RE: Web Request Status Codes from Aaron Heady (BING) on 2013-04-12 (public-web-perf@w3.org from April 2013)

From: Aaron Heady (BING) <aheady@microsoft.com>
Date: Fri, 12 Apr 2013 16:23:15 +0000
To: Mark Nottingham <mnot@mnot.net>, James Simonsen <simonjam@google.com>
CC: "public-web-perf@w3.org" <public-web-perf@w3.org>
Message-ID: <a957174029e846b08dd876c65bd9a5af@BLUPR03MB067.namprd03.prod.outlook.com>
> Third party errors are absolutely off limits unless we receive explicit permission to report them. Without succeeding with the HTTP request, we don't have that permission. Otherwise, sites can figure out which bank a user uses by requesting third party resources from all of the banks and seeing which report errors.

>>Agreed 100%.

Given that we cannot get an allow header on a completely failed request, and that seeing the cross origin resource failures is of immense value to legitimate service operators, can the concept of the CORS allow headers be extended to include something like a cache TTL. We really expect this feature to work because we have active users that will see an error and then visit us again in a short time period which will allow us to retrieve the errors. If the cross origin allow header were honored for more than just an individual response then the user agent could already know that it's okay to see the error codes for contoso.com resources rendered on example.com. Then when an actual error occurs rendering contoso.com/ad1.js the existing cached allow header can be checked and allow example.com to see the details of the contoso.com resource error.

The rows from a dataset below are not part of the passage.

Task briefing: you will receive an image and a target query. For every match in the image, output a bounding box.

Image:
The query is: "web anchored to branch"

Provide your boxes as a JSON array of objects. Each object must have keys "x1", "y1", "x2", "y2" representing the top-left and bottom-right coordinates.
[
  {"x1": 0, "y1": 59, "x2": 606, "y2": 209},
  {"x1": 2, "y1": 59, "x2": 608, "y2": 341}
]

Basically keep all of the semantics of cross origin checks, just add an optional expires header to the tag. Or to allow complete backwards compatibility, a separate max-age header like:

Access-Control-Allow-Origin: http://hello-world.example
Access-Control-Max-Age: 3628800

From: http://www.w3.org/TR/cors/#introduction

Aaron



-----Original Message-----
From: Mark Nottingham [mailto:mnot@mnot.net] 
Sent: Thursday, April 11, 2013 4:47 PM
To: James Simonsen
Cc: public-web-perf@w3.org
Subject: Re: Web Request Status Codes


On 12/04/2013, at 7:00 AM, James Simonsen <simonjam@google.com> wrote:

> Third party errors are absolutely off limits unless we receive explicit permission to report them. Without succeeding with the HTTP request, we don't have that permission. Otherwise, sites can figure out which bank a user uses by requesting third party resources from all of the banks and seeing which report errors.

Agreed 100%.



> Additionally, we are concerned that our users will be fingerprinted by malicious sites. Exposing additional information makes those attacks much easier.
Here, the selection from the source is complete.